La personne dont la majorité a été établie, « dépourvue de titre de séjour est alors placée sous le régime de la retenue administrative ». Pas d’explications, en revanche, sur le droit pour ces jeunes étrangers à un recours.
« Les jeunes ne vont plus à l’ASE »
L’association niçoise Tous Citoyens!, et le syndicat des avocats de France s’offusquent d’un tel accord. « Il est extrêmement choquant qu’un service social procède à des signalements donnant lieu à des arrestations par la police concernant de jeunes exilés ne présentant pas de menace pour l’ordre public », ont critiqué les deux organisations via un communiqué.
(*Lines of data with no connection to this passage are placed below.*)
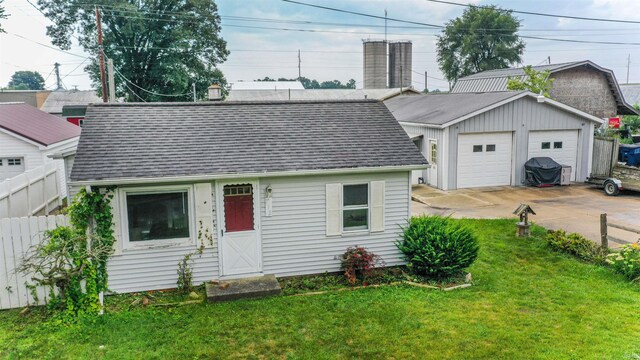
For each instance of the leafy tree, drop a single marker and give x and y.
(162, 46)
(314, 84)
(26, 80)
(535, 81)
(483, 38)
(2, 15)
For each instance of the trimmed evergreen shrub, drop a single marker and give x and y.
(438, 247)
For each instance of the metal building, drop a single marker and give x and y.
(400, 53)
(375, 64)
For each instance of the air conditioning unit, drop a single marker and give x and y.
(565, 176)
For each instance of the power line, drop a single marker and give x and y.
(441, 26)
(539, 14)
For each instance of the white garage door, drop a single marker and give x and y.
(560, 145)
(484, 159)
(10, 167)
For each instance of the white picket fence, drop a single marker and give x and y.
(34, 192)
(17, 236)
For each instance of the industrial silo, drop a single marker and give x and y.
(400, 64)
(375, 64)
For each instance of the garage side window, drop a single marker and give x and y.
(355, 207)
(157, 216)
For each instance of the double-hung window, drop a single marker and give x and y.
(355, 207)
(157, 217)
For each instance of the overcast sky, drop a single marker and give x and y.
(333, 50)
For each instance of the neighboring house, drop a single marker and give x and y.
(583, 85)
(278, 188)
(319, 94)
(631, 93)
(75, 100)
(28, 136)
(35, 98)
(475, 140)
(266, 85)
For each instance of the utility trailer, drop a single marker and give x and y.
(607, 172)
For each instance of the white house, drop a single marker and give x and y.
(279, 188)
(28, 136)
(484, 139)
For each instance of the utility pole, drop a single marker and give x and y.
(58, 80)
(628, 65)
(112, 83)
(426, 88)
(103, 78)
(299, 61)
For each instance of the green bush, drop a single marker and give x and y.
(626, 261)
(437, 247)
(576, 245)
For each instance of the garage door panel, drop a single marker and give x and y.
(560, 145)
(484, 159)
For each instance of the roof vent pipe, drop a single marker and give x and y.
(214, 92)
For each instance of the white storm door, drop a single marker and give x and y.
(432, 158)
(560, 145)
(240, 248)
(484, 159)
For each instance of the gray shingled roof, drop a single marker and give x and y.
(439, 109)
(496, 80)
(158, 140)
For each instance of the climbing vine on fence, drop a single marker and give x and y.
(73, 259)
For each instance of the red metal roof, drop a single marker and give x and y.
(33, 124)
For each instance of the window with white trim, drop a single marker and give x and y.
(355, 207)
(14, 161)
(157, 217)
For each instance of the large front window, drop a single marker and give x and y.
(158, 216)
(355, 207)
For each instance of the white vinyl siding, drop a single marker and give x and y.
(294, 239)
(156, 268)
(560, 145)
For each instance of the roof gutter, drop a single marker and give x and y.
(204, 178)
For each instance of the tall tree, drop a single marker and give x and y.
(2, 15)
(539, 82)
(483, 38)
(26, 80)
(159, 47)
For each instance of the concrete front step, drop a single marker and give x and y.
(253, 287)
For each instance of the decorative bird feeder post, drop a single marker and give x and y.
(523, 227)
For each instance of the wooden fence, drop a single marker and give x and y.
(34, 192)
(17, 236)
(605, 236)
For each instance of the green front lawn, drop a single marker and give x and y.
(526, 303)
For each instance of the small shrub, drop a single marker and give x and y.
(437, 247)
(626, 261)
(576, 245)
(185, 274)
(359, 263)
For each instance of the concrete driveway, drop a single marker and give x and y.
(574, 208)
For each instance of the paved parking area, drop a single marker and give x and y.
(574, 208)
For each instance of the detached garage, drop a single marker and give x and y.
(484, 139)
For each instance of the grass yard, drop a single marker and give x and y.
(527, 302)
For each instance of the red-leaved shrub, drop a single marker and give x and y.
(359, 263)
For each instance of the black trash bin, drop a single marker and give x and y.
(542, 172)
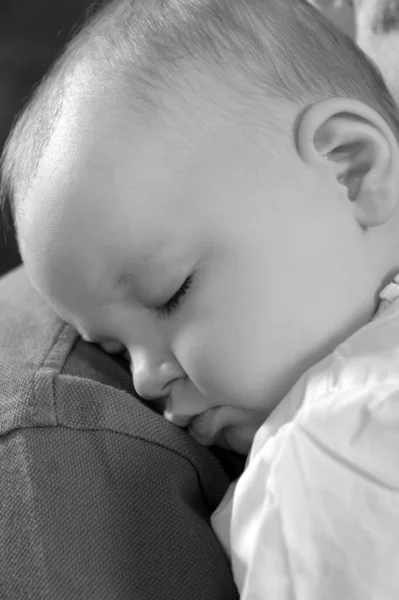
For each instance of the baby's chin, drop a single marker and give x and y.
(235, 438)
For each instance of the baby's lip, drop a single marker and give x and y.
(179, 420)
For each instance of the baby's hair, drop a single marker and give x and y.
(285, 49)
(386, 18)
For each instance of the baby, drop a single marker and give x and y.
(213, 186)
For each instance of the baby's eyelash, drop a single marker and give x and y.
(167, 309)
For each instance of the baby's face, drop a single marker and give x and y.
(207, 249)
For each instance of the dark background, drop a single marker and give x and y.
(32, 34)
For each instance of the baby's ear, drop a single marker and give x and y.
(354, 142)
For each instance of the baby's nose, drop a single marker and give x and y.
(153, 379)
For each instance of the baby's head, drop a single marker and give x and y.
(212, 185)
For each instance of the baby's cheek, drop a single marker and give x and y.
(112, 347)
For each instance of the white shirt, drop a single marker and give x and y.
(315, 515)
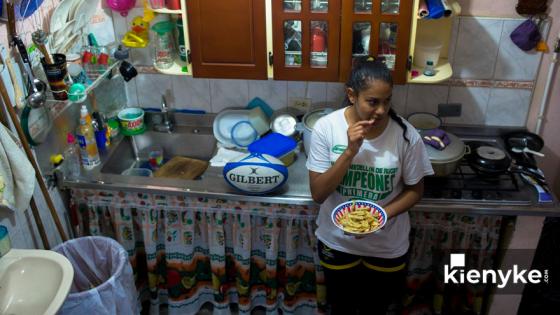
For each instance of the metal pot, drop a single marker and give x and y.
(522, 140)
(308, 123)
(446, 161)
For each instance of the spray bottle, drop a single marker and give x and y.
(86, 139)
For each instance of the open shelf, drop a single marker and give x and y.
(167, 11)
(455, 11)
(443, 72)
(179, 67)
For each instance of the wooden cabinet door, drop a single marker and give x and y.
(306, 39)
(376, 28)
(228, 38)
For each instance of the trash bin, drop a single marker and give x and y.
(103, 280)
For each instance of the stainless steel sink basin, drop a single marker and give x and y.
(191, 140)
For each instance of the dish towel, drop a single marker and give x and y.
(17, 176)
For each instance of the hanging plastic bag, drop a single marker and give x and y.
(526, 35)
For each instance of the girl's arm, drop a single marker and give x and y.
(323, 184)
(405, 200)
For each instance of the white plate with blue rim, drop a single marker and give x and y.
(232, 128)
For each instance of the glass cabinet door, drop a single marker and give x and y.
(390, 6)
(319, 43)
(292, 43)
(309, 35)
(378, 28)
(362, 6)
(292, 5)
(319, 5)
(387, 43)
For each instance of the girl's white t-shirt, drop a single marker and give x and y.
(378, 173)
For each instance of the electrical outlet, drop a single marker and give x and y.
(301, 103)
(449, 110)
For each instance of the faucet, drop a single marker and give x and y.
(165, 125)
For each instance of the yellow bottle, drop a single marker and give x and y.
(86, 139)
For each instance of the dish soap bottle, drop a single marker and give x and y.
(86, 139)
(429, 69)
(71, 158)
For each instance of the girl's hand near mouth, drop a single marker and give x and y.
(356, 134)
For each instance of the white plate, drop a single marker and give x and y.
(224, 122)
(72, 11)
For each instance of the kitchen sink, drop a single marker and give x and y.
(195, 142)
(34, 281)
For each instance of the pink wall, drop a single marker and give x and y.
(549, 128)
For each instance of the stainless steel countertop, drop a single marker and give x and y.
(295, 191)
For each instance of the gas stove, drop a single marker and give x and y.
(468, 186)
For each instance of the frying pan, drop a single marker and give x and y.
(524, 139)
(521, 140)
(487, 162)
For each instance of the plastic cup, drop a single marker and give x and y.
(155, 157)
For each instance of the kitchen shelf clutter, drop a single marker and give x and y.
(303, 40)
(429, 41)
(179, 66)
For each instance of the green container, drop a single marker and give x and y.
(181, 39)
(132, 121)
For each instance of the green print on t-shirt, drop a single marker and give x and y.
(367, 182)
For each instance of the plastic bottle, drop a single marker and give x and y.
(71, 158)
(429, 69)
(86, 139)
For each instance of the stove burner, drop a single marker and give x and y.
(468, 185)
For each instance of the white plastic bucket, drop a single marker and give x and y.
(427, 49)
Le collectif qui leur vient en aide a eu connaissance d’ »une dizaine de cas en six mois ».
« Ce qu’il se passe, c’est qu’on dit aux jeunes de ne plus aller à l’ASE quand ils reçoivent de leur part une notification de refus de minorité », déclare encore Michel Sinnoet, membre de Tous Citoyens!. « La plupart le savent déjà. L’information circule bien. Ils savent qu’il y a des arrestations là-bas ».
Ces quatre dernières années, plusieurs milliers de jeunes étrangers sont arrivés dans les Alpes-Maritimes en passant par la frontière italienne et se présentent comme mineurs isolés relevant de la protection de l’enfance (791 en 2017, 2 238 en 2018, 1 871 en 2019 et 2 683 en 2020). La hausse des arrivées de ces jeunes oblige le département à adapter en permanence ses dispositifs d’accueil.